The same goes for God in hard determinism. In this case, God causes each and every action (including sinful ones). It would not matter if he used one or many intermediate causes to bring the action about; he has done it (especially since, on hard determinism, the subject lacks free will). What of soft determinism and compatibilism? This fares no better. Think back to the DVD analogy. According to compatibilism, human beings can only act in accord with their nature. It is the same as when the power button is pressed on the remote; the DVD player can only act in accord with its nature. But if I have caused and done the action of playing the DVD, then God has caused and done the actions of human beings, including sin. In this case, we now have an argument:
1. If determinism is true, then God causes and does acts of sin.
2. Determinism is true.
3. Therefore, God causes and does acts of sin.

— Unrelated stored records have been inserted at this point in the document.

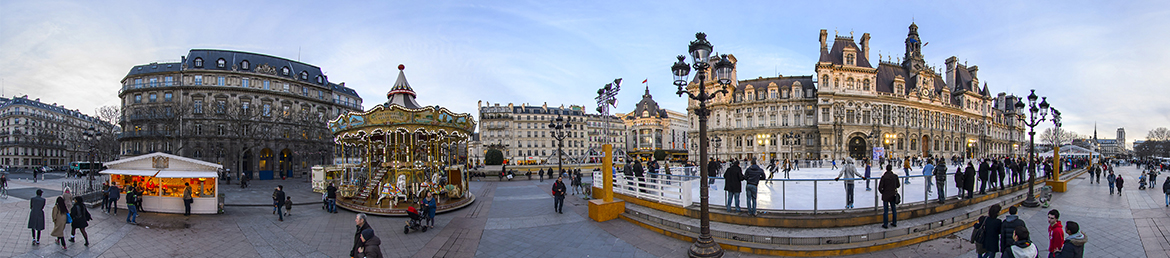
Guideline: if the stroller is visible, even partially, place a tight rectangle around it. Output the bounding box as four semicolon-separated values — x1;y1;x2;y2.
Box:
402;205;427;233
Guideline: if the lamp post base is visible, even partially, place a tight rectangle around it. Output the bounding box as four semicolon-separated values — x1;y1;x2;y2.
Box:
687;236;723;257
1020;195;1040;208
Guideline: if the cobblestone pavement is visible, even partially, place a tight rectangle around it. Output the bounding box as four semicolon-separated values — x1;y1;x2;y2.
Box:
0;167;1170;257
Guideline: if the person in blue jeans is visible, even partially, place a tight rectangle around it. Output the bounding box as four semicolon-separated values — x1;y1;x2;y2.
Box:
723;161;743;214
744;160;764;216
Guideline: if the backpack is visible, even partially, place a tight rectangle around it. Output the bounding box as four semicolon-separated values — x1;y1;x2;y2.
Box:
968;216;987;253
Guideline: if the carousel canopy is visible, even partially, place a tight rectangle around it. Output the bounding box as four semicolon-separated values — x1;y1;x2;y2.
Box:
1038;145;1101;156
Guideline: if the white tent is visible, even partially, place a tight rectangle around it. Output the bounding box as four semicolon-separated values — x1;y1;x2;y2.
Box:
1037;145;1101;156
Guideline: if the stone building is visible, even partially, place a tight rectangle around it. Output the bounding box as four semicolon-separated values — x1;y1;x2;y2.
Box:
118;49;362;179
472;100;625;165
688;23;1025;159
618;86;691;160
0;96;116;169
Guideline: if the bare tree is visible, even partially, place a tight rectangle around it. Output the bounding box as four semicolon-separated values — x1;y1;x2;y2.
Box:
1040;127;1076;146
1145;127;1170;141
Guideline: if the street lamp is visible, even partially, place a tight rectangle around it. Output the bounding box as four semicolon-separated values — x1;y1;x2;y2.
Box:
549;114;573;175
670;33;735;257
82;126;102;190
1016;90;1048;208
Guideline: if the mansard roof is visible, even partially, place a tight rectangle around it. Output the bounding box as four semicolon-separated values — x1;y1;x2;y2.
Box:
820;36;873;68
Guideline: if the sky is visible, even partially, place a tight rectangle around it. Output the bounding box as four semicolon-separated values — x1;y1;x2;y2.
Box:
0;0;1170;147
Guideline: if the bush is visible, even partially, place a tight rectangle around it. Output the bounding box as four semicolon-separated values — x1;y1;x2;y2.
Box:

4. God cannot cause and do sin.
5. Therefore, determinism is not true.
Obviously, we have a reductio; we can hold (1, 2, and 3) or we can hold (1, 4, and 5), but we cannot hold all of the premises. The first part of this post substantiates (1), so that can be safely accepted. (3) and (5) are entailed conclusions, and so cannot themselves be denied. So, we can safely create another premise:
6. Either determinism is true or God cannot cause and do sin.

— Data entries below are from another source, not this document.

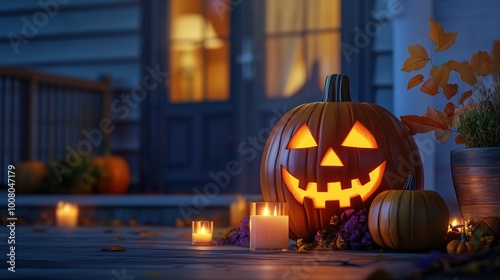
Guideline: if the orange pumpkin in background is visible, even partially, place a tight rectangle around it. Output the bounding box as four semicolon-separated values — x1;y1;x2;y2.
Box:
260;75;423;240
91;156;130;194
12;161;47;194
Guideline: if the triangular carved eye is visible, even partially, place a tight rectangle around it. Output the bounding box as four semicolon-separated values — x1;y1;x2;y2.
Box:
286;123;318;149
342;121;378;149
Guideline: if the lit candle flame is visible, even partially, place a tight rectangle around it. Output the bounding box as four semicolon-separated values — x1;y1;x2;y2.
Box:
262;205;269;216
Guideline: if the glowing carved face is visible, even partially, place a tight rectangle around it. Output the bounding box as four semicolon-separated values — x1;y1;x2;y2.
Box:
281;121;386;208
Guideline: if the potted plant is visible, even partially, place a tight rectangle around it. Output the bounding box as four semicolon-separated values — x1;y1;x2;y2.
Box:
401;19;500;219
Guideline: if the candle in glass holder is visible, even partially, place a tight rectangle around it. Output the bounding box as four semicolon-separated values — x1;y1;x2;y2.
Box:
56;201;78;227
191;221;214;245
250;202;289;251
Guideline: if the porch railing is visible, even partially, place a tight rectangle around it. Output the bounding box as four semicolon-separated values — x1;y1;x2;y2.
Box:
0;67;111;185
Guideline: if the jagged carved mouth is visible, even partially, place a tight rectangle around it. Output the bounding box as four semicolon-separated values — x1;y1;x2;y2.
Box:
281;161;386;208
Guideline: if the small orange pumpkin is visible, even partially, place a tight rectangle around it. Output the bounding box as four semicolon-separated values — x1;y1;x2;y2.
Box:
91;156;130;194
368;175;450;251
446;233;474;255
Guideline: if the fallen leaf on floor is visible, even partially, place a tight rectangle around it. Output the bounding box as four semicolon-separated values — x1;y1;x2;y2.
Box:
128;219;140;227
111;220;123;227
144;271;165;279
101;245;127;251
33;227;47;232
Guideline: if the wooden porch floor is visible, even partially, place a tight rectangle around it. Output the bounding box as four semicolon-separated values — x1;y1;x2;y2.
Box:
0;226;464;280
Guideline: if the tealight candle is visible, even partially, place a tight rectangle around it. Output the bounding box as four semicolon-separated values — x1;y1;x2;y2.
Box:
250;202;289;251
56;201;78;227
191;221;214;245
450;218;464;232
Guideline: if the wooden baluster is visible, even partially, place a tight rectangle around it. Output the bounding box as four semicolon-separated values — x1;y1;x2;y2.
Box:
0;75;7;182
10;78;17;164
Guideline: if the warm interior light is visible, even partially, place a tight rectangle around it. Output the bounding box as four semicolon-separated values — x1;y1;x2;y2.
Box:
342;121;378;149
286;123;318;149
171;14;223;51
262;205;269;216
320;148;344;166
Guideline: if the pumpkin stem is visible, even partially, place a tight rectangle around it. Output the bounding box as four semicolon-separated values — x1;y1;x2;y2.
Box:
461;232;467;243
403;174;415;191
321;74;351;102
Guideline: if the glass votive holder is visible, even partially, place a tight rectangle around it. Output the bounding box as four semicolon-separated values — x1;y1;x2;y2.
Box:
56;201;78;227
191;221;214;245
250;202;289;251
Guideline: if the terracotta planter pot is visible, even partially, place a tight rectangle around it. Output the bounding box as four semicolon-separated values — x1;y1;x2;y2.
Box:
451;147;500;220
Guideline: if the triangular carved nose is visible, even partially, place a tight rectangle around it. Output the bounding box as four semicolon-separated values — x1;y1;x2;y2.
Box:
320;147;344;166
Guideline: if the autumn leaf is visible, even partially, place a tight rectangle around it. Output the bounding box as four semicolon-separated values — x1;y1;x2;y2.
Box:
470;51;493;76
429;19;444;45
401;44;429;72
430;62;452;86
444;102;455;118
434;129;451;144
458;90;472;105
406;74;424;89
420;76;439;96
458;61;477;86
424;107;448;128
441;84;458;100
429;19;458;51
401;115;448;134
443;102;456;126
446;59;460;72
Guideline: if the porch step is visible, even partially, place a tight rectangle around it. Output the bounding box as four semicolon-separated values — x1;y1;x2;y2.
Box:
4;194;262;227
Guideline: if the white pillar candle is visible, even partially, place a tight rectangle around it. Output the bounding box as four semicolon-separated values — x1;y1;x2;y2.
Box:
191;221;214;245
250;202;289;251
56;201;78;227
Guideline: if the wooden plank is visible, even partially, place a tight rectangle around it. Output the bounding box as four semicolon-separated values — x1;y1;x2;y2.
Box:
0;226;424;280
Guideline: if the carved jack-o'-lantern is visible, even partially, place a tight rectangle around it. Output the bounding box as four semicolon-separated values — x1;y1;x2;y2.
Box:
261;75;423;239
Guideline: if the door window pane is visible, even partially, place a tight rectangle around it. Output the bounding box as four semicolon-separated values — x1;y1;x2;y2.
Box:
169;0;230;103
265;0;341;98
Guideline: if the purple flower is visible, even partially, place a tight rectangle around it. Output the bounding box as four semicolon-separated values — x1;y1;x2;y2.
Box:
338;209;373;250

The only obvious way of escape is to claim that God can, indeed, sin. I am not sure if anyone would take this escape route. If anyone would, it's worth remembering that God would therefore not be the paradigm of moral goodness. There is another way. (1) can be denied on the grounds of theological voluntarism. That is to say, while (1) is true in that if determinism is true, then God causes and does acts that for humans would be a sin, these are not sins for God. This is because God can simply will to do them, and whatever God wills is right. There are a number of consequences to this. First, the other horn of the Euthyphro dilemma comes to light: morality is not really objective, but arbitrary. That not only seems absurd on its face, but one would have a hard time even coherently defining such nonsense. Second, it would mean obviously absurd things, such as that God could will the torturing of babies, or that God could lie, or any number of things. In any case, it seems much more plausible that God cannot cause and do sin than that determinism is true!